ALWAYS HAVING TO REMEMBER
Feminists call the mental load “always having to remember”. The term refers to women having the double responsibility of not only having a career but also running the household. It can feel as if we are responsible for everything, both at home and at work. For example, remembering to order the online shopping, taking money out to pay the cleaner, booking parents evening slots or making sure the children have clean clothes to wear.
For women spending a large amount of time at home on maternity leave, it becomes natural for her to take on these tasks as she is the one at home and probably doing the majority of the cooking/cleaning/washing. However, once she returns to work, these tasks still need to be done and more often then not, the responsibility of doing them lands on her shoulders. This can lead to feelings of exhaustion and resentment as she tries to take on responsibility for everything.

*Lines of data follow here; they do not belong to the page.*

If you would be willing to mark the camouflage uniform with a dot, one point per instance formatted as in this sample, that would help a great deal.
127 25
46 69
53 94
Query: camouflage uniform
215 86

One of the key arguments behind changing this is for men to see that running the household is a shared responsibility, and a good starting point is the opportunity to spend some time at home with the baby in the first few weeks and months. If there is the option to take shared parental leave, this provides the peace of mind for the mother as she returns to work knowing that her partner is not only taking care of the baby, but things at home and experiencing the reality of running the household.
It can also help to start thinking and talking early on in your pregnancy or maternity leave about how you might divide up recurring and frequent tasks in the house once you are both back at work. That might mean becoming a little more tolerant of the house not being quite as neat and tidy as you would ideally like, and letting go to some extent, of order and control. If you decide to employ a nanny then much of this is taken care of, but not all of it.
Introducing a new baby means that the way you run your lives will need to change. Like any change, planning and preparation can help to ease the experience of adapting and adjusting to a new way of being.